Вторая молния ударила позади них. В её свете Робер неожиданно узнал места, по которым вёл его проводник. Это были горные тропы, пользующиеся у здешних жителей дурной славой. Немного левее и впереди должна была обнаружиться поляна с Белой елью. Судя по всему, Жан-коновал собирался обогнуть её и выйти к низине, отстоящей хорны на четыре к западу. Ручей, о котором он говорил, местные называли Лисьим.
— Разве за Лисьим ручьём есть жильё? — спросил Робер вслух, вспоминая рассказы Альдо, который гонял там лисиц пару месяцев тому назад, в самый несезон. — Я слышал, что в тех местах не останавливаются даже охотники.
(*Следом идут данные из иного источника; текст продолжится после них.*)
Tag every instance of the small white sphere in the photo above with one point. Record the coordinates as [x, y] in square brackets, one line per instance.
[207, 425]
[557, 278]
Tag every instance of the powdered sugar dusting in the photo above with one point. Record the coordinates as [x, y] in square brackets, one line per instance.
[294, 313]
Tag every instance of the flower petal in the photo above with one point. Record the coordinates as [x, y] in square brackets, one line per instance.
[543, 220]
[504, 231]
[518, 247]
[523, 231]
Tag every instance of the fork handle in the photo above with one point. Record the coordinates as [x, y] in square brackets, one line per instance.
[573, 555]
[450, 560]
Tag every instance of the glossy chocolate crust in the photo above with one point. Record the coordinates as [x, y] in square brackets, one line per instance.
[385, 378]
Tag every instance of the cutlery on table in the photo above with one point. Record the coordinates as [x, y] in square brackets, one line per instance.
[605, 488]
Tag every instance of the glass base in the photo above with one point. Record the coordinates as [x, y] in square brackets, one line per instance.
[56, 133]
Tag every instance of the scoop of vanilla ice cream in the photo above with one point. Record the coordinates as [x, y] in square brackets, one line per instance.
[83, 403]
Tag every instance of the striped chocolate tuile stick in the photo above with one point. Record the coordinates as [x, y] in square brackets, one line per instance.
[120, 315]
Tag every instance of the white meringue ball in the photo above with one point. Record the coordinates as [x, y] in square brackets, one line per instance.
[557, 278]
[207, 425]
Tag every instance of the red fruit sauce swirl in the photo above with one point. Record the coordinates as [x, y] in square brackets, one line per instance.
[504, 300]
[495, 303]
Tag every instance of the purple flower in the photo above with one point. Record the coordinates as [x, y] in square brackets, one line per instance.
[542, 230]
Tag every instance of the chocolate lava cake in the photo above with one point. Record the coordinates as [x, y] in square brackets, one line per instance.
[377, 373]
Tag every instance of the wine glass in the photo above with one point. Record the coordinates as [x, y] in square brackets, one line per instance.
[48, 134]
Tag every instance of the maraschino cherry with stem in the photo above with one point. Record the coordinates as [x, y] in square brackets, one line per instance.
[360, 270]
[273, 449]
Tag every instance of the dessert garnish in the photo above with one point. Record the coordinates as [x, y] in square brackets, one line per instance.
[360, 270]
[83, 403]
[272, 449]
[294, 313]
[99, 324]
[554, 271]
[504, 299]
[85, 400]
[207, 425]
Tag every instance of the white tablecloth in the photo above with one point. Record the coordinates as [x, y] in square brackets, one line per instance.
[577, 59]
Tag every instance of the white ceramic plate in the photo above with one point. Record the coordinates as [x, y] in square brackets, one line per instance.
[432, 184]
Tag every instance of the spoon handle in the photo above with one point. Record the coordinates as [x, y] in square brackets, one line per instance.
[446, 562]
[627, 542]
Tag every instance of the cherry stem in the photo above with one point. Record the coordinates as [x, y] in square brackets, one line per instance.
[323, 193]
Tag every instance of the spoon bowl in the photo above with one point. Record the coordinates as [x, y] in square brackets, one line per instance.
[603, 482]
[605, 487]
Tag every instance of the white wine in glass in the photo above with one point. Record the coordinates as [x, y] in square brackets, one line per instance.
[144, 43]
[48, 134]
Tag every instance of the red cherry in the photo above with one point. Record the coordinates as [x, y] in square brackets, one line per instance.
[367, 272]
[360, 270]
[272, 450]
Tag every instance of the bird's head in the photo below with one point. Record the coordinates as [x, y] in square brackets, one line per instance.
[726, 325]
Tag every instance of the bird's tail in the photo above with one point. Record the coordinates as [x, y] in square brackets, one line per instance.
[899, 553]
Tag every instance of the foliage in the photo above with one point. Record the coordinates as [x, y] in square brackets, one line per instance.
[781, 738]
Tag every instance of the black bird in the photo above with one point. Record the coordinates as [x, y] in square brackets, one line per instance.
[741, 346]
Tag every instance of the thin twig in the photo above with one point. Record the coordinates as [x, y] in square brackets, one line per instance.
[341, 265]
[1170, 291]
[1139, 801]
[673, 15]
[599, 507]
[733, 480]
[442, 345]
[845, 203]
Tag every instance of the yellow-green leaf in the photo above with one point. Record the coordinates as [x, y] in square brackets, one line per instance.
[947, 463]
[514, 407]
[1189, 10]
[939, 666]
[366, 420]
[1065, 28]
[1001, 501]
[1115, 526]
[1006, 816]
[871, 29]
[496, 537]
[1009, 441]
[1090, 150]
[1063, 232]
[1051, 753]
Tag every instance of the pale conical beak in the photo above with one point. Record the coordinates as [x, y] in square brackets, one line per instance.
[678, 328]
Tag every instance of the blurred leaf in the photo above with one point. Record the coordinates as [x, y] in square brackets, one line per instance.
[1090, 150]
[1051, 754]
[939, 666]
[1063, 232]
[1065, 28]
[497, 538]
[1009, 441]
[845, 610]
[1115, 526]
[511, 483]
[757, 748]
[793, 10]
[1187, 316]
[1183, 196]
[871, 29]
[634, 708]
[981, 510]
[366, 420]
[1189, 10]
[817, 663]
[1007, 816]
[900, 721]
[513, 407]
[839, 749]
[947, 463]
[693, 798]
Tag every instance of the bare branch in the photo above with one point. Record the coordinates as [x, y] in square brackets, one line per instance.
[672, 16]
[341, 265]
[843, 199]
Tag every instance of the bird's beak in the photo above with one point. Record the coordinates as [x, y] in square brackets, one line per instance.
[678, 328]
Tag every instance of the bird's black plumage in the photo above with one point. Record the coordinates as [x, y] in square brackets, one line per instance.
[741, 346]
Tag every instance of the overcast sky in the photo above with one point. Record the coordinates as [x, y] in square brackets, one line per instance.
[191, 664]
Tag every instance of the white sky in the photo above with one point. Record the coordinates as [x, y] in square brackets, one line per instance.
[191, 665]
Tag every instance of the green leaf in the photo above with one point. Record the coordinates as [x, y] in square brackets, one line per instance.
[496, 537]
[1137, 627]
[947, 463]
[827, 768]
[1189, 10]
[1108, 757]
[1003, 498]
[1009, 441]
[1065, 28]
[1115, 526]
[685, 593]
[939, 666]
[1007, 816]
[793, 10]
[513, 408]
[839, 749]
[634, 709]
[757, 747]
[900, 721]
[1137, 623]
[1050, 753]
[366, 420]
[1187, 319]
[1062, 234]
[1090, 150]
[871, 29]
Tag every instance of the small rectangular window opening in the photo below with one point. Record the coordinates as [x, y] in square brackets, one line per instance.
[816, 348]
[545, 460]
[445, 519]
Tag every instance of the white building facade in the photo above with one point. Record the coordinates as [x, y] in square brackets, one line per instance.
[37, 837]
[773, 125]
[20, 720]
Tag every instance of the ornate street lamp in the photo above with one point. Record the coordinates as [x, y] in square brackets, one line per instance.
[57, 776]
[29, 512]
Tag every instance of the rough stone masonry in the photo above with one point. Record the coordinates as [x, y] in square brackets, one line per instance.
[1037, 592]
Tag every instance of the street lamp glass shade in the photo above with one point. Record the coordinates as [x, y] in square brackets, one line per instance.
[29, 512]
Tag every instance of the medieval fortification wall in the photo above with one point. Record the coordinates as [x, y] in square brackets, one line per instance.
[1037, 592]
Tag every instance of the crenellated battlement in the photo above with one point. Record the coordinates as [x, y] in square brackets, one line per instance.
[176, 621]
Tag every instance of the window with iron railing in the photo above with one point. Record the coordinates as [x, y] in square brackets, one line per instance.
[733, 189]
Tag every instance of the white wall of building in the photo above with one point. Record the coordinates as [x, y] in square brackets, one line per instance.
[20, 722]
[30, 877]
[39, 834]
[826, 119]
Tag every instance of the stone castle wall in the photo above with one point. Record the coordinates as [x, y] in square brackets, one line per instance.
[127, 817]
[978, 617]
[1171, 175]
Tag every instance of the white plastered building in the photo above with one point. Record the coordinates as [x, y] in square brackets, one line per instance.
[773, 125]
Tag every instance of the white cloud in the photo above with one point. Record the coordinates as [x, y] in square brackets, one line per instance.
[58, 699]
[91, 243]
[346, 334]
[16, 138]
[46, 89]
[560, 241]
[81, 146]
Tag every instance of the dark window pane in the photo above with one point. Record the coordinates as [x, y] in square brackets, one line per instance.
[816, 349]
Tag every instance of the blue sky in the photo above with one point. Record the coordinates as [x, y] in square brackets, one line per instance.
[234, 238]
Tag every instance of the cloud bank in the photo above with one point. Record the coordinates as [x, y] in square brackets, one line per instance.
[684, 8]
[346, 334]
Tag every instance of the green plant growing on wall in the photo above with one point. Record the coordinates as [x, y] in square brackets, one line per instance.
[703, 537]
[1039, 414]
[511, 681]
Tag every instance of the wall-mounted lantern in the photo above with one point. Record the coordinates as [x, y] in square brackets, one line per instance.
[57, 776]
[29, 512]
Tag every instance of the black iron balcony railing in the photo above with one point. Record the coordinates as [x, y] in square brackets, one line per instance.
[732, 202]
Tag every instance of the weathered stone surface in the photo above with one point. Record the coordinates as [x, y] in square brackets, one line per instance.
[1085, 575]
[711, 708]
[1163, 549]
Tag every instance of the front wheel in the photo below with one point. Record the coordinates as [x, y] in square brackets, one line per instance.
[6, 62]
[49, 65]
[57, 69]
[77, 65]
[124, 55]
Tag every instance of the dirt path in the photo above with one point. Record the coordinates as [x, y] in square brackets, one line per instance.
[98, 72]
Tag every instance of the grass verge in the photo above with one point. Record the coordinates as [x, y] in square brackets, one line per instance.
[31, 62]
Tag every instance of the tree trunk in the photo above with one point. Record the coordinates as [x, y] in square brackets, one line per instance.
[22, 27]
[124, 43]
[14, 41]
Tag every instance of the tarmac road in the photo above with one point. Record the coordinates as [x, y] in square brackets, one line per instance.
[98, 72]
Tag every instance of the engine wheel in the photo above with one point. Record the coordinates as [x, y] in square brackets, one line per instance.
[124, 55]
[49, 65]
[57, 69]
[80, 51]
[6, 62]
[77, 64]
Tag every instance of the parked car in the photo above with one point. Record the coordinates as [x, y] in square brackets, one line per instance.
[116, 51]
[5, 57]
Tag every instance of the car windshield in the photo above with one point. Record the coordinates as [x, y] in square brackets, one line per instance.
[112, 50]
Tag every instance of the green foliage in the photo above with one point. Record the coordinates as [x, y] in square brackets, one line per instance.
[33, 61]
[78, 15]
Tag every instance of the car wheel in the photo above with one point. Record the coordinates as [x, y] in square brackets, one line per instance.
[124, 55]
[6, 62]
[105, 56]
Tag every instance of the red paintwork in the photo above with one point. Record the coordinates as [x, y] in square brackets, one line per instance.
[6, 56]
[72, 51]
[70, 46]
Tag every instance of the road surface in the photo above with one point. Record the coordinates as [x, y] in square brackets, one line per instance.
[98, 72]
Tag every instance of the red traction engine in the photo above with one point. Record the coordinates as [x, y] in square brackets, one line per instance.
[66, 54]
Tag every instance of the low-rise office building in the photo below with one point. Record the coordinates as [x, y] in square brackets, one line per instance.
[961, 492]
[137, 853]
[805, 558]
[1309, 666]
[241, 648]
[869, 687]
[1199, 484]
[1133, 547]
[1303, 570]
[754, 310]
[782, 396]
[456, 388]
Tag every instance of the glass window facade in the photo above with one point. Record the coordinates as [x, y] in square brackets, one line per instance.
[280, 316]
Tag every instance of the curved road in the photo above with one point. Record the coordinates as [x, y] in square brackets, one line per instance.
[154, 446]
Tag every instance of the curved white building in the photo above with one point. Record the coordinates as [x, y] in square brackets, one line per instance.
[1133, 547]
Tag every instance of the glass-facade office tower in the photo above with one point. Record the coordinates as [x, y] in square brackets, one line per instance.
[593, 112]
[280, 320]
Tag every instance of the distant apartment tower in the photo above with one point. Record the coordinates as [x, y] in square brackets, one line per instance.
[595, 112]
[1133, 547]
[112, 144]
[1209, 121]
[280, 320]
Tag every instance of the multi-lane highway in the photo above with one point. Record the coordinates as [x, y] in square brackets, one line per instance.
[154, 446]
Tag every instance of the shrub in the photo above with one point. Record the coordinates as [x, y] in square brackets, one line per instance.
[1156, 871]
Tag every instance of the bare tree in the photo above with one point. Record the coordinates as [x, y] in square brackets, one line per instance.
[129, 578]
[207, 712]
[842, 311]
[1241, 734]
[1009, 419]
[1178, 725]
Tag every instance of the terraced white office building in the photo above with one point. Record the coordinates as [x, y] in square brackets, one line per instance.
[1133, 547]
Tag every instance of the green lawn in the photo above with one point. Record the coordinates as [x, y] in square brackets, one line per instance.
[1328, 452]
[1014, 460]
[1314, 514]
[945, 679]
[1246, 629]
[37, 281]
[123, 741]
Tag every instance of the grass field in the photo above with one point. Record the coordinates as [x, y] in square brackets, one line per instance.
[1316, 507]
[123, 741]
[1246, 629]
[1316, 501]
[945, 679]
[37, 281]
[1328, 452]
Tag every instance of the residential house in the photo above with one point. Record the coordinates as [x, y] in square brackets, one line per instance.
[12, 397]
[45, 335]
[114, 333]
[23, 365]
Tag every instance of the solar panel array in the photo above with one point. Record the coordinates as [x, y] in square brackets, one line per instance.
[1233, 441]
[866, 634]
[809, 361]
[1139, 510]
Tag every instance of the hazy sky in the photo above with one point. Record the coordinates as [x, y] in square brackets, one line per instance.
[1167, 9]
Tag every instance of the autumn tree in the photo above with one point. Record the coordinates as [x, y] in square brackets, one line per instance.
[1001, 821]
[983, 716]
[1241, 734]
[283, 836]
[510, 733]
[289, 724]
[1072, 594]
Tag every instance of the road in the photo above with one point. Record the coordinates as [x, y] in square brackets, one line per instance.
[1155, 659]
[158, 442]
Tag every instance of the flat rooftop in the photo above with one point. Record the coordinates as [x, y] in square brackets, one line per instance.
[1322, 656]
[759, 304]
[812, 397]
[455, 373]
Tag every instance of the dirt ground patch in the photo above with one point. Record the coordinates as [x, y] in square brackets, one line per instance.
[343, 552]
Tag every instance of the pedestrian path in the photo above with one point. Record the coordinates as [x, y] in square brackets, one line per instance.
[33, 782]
Ты говоришь, там есть дом?
Бывший разбойник повернул к Роберу совершенно белое, перекошенное от ужаса лицо, на котором лопатой стояла вздыбленная борода.
— Убежище... — отвечал он, едва не клацая зубами. — Только бы успеть, господин!
При виде его перепуганной физиономии Робер едва не расхохотался, но жалость удержала его.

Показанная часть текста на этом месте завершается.